While there will certainly be many angles for evaluation, I was struck by a distinction made by the essayist Lance Morrow in his 2003 book on Evil. 

That distinction is between “wrong” and “evil.”

Morrow says that he would have trouble calling the Nazi “Final Solution” or the torture-murder of a child “wrong.” They are something different. They are evil.

As I think about the Trump Presidency, Morrow’s distinction seems helpful. One can disagree with people and argue that they are “wrong,” even as they may conclude and say the same about you. This seems like normal life — we disagree — as well normal behavior in the realm of politics.

But Trump went beyond wrong to something I would call evil. One might, for example, believe his trade policies “wrong” or not. But his relentless, bold-faced lying was something else. His tactic was to repeat a lie so often that many came to accept it as truth — the election being the most recent case in point. That’s a different order of magnitude than “wrong.”

Or again, one might disagree with his judicial appointments and call them “wrong” or not, but his going for the jugular of national division and hatred time and time again and his personal attacks and ridicule directed against anyone who questioned him was different.
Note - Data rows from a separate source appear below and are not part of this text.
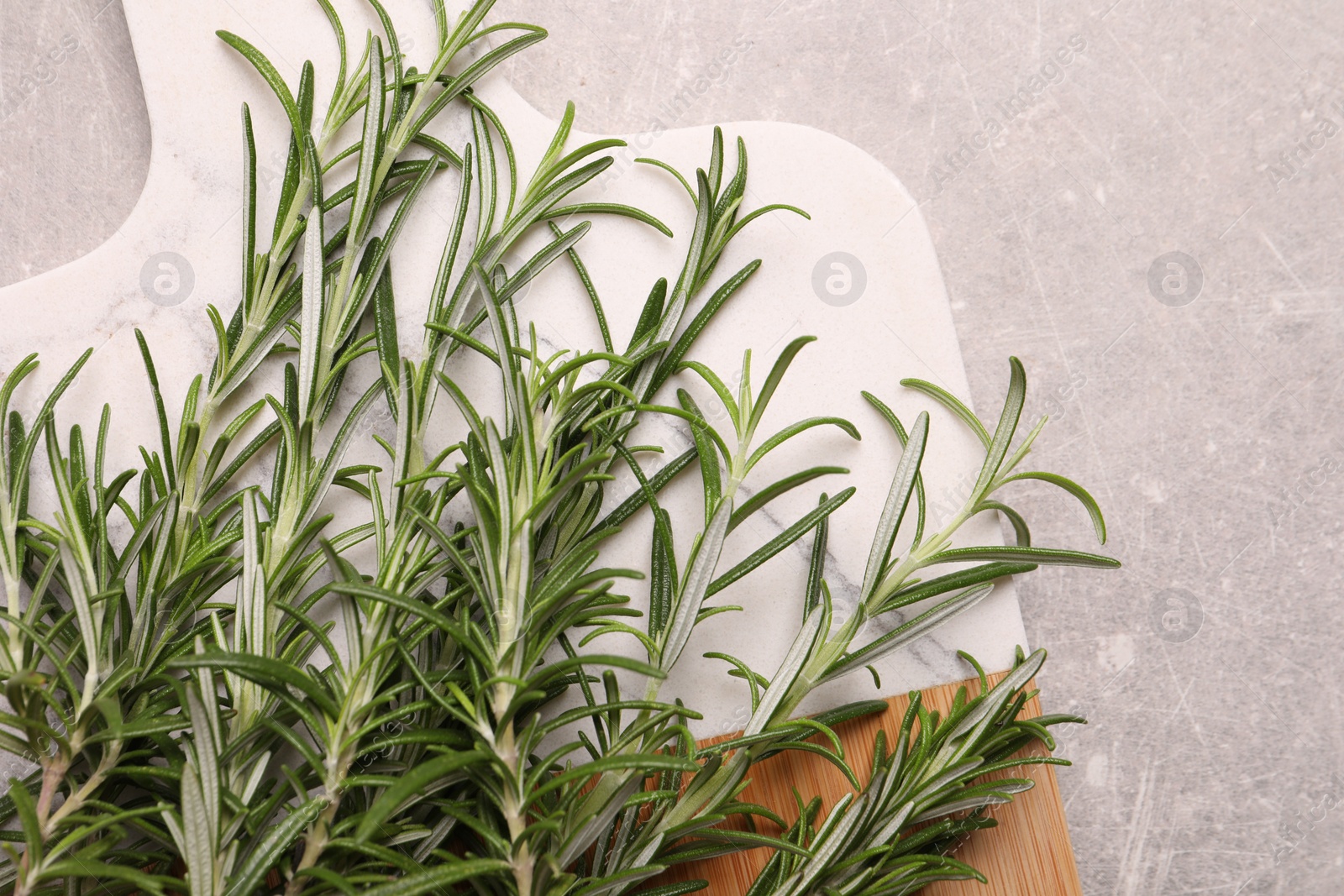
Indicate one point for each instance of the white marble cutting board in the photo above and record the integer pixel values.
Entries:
(900, 325)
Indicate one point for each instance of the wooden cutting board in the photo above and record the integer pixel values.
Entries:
(186, 223)
(1028, 852)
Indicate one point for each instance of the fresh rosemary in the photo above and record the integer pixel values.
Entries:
(250, 694)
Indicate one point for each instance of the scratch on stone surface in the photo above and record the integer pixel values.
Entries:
(1136, 837)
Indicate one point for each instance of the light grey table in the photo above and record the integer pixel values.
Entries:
(1061, 152)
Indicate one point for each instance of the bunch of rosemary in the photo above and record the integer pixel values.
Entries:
(246, 694)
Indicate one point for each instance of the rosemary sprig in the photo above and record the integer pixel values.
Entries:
(228, 688)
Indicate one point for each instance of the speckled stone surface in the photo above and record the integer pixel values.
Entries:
(1062, 152)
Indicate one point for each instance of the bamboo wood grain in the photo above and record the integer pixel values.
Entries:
(1026, 855)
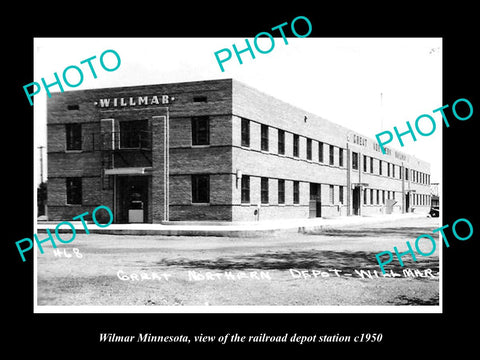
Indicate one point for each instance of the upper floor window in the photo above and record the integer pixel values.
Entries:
(264, 137)
(74, 136)
(296, 145)
(134, 134)
(281, 142)
(245, 132)
(200, 130)
(309, 149)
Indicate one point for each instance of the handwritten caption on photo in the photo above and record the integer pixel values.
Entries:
(196, 276)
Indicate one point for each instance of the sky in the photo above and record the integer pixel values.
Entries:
(359, 83)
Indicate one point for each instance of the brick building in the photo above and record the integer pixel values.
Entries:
(216, 150)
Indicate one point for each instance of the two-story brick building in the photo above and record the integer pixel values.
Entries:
(216, 150)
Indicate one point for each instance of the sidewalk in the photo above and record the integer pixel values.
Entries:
(244, 229)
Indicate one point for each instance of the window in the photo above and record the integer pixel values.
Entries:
(200, 130)
(199, 99)
(264, 190)
(245, 132)
(281, 142)
(245, 189)
(74, 136)
(74, 190)
(201, 189)
(264, 137)
(134, 134)
(354, 161)
(296, 145)
(296, 192)
(281, 191)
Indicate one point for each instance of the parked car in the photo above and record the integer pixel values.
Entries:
(434, 211)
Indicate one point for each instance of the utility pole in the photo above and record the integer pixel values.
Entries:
(41, 163)
(381, 111)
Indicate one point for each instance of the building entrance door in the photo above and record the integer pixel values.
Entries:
(356, 200)
(315, 204)
(132, 199)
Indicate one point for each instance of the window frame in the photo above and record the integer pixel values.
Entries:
(245, 132)
(281, 191)
(73, 137)
(296, 145)
(196, 130)
(264, 138)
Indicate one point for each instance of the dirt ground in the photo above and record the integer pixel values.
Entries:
(332, 267)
That seems to me “evil.”

One might call efforts to reduce immigration wrong or not, but the separation of parents from their children, and incarcerating children, was different. It was evil.

The difference between “wrong” and “evil” was what was at stake in this election.

Morrow amplifies his distinction in the following remarkable passage:

“A crucial difference between wrong and evil is that people are implicitly in charge of the universe in which rights and wrongs are discussed; people haves systems of laws to right wrongs. But evil implies a different universe, controlled by extra-human forces. Wrong is an offense that suggests [that] reparation is possible . . . Wrong is not mysterious. [But] Evil suggests a mysterious force that may be in business for itself and may exploit human agency as part of a larger cosmic conflict — between good and evil, God and Satan.”

That gets it for me. We have been up against something bigger here, a “mysterious force” of which Donald Trump is an agent. But that force is bigger and more threatening than he is.

There are dangers in making the political stakes too high, in framing them as a battle of good and evil. On that, we need to lower the temperature.”Right and wrong,” or “better and worse” are preferable for the political realm, a world in which decent people can disagree and which compromise is needful and appropriate. So I use this distinction cautiously.

But Trump has represented something beyond “wrong,” and the proper name for it is, “evil.”

Note: Fleming Rutledge drew my attention to Morrow’s work in her lecture “Something Evil Comes This Way,” in her Advent collection.